Organized by: Dietrich von Rosen
Description: Contributions are expected to connect to the Wishart matrix, at least in a broad sense. Topics of interest can be estimation of the parameters in the Wishart distribution including robust estimation and estimation under sparsity assumptions, deriving moments (in particular inverse moments), extending results from the real Wishart distribution to the complex and quaternion Wishart distribution, studying the spectral density of a Wishart matrix under different type of assumption, studying the extreme eigenvalues (including the condition number) and many others.

  • The Wishart distribution bares its name after John Wishart who in 1928 derived the joint distribution of the estimators of all second order moments in a normal distribution (Wishart, 1928).
  • Pearson (1896) introduced the joint normal distribution of the elements in a vector of size p, i.e., a p-dimensional multivariate normal distribution. The distribution includes the variances and covariances of all pairs of elements of a p-sized vector. Almost twenty years later Fisher (1915) was the first to derive the joint distribution of the sample variances and the sample product moment (covariance) in a bivariate (p=2) normal distribution. After thirteen more years Wishart (1928) entered the scene. He presented the joint distribution of all 0.5p(p+1) sample variances and sample covariances in his seminal work. The name Wishart distribution was first used 1933 by Wilks.
  • The Wishart distribution appears, besides in multivariate statistical analysis, in many scientific fields that involves random vectors or matrices. For example, one can mention finance (Okhrin & Schmidt, 2008; Glombek 2014), physics (Castillo & Metz, 2018), climatology and meteorology (Thonfelt & Nielsen, 2008; Akbari et. al., 2010), image processing (Fukunga, 1990), wireless antenna systems (Zanella & Chiani, 2009), biology (Alter et al., 2000, Holter et al., 2000), neurology (Mengucci et al., 2021), psychology (Levy & Mislevy 2017; Hecht et al., 2021), genetics (Patterson et al., 2006; Novembre & Stephens, 2008), stochastic processes (Gourieroux & Sufana, 2010; Yu, et al., 2017; Golosny et al., 2012), nuclear physics (Fyodorov & Sommers, 1997), quantum gravity (Ambjörn et al., 1994), entangled systems in quantum computation (Majumdar, 2011) as well as in many more areas.
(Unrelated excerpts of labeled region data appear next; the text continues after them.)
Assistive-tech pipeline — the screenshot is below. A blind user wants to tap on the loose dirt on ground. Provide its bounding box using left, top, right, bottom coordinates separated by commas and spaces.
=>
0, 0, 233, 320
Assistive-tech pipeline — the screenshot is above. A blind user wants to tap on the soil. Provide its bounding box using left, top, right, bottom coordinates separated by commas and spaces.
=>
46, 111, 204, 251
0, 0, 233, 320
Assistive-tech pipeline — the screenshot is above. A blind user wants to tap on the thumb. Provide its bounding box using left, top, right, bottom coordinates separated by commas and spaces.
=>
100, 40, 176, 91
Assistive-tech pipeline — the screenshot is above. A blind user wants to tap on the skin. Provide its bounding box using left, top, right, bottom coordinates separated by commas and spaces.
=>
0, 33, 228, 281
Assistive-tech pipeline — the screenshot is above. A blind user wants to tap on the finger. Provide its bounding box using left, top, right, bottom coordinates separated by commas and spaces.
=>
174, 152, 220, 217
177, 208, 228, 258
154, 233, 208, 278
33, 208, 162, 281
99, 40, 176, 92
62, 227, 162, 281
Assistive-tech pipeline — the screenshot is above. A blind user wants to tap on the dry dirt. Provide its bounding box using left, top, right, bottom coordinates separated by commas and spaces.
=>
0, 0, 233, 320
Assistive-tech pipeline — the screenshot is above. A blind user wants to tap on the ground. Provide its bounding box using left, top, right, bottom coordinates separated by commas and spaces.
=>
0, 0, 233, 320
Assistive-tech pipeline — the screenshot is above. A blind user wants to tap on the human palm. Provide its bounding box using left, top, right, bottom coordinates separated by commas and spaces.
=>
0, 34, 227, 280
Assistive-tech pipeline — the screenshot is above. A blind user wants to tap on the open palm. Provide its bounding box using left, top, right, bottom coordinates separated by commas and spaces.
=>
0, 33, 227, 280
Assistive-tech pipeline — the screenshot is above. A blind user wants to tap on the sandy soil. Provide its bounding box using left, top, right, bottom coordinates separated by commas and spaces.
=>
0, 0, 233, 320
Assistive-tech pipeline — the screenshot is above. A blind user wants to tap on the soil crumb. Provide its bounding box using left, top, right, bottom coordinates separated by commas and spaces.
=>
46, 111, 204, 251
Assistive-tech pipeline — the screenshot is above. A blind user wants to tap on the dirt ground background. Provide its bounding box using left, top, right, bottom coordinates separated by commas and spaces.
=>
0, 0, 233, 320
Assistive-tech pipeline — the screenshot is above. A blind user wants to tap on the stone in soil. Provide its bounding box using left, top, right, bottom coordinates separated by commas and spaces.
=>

  • A relatively young field in statistics is random matrix theory. The area connects physics, mathematics and statistics. In particular in the 50ties Wigner's semi-circle law appeared (Wigner, 1958) but several authors had touched the problem before, in particular Wigner (1955). The research questions focused on eigenvalues of symmetric matrices which size increase to infinity, i.e., there is a sequence of "growing" matrices. These matrices consisted from the beginning of independent random elements and the main interest was to understand what happens to the eigenvalues, e.g., the empirical spectral density, under some special asymptotics (asymptotics of growing dimension, Kolmogorov asymptotics) was of interest. Arharov (1971) discussed explicitly a Wishart matrix (sample covariance matrix), i.e., an underlying normal distribution is assumed but the elements in the matrix do not have to be independent, and relayed on results of Marčhenko & Pastur (1967). Jonsson (1982) followed up Archarov's (1971) work in detail. For many results in this direction see the book by Bai & Silverstein (2009), where also many additional references can be found.
  • Contributions are expected to connect to the Wishart matrix, at least in a broad sense. Topics of interest can be estimation of the parameters in the Wishart distribution including robust estimation and estimation under sparsity assumptions, deriving moments (in particular inverse moments), extending results from the real Wishart distribution to the complex and quaternion Wishart distribution, studying the spectral density of a Wishart matrix under different type of assumption, studying the extreme eigenvalues (including the condition number) and many others.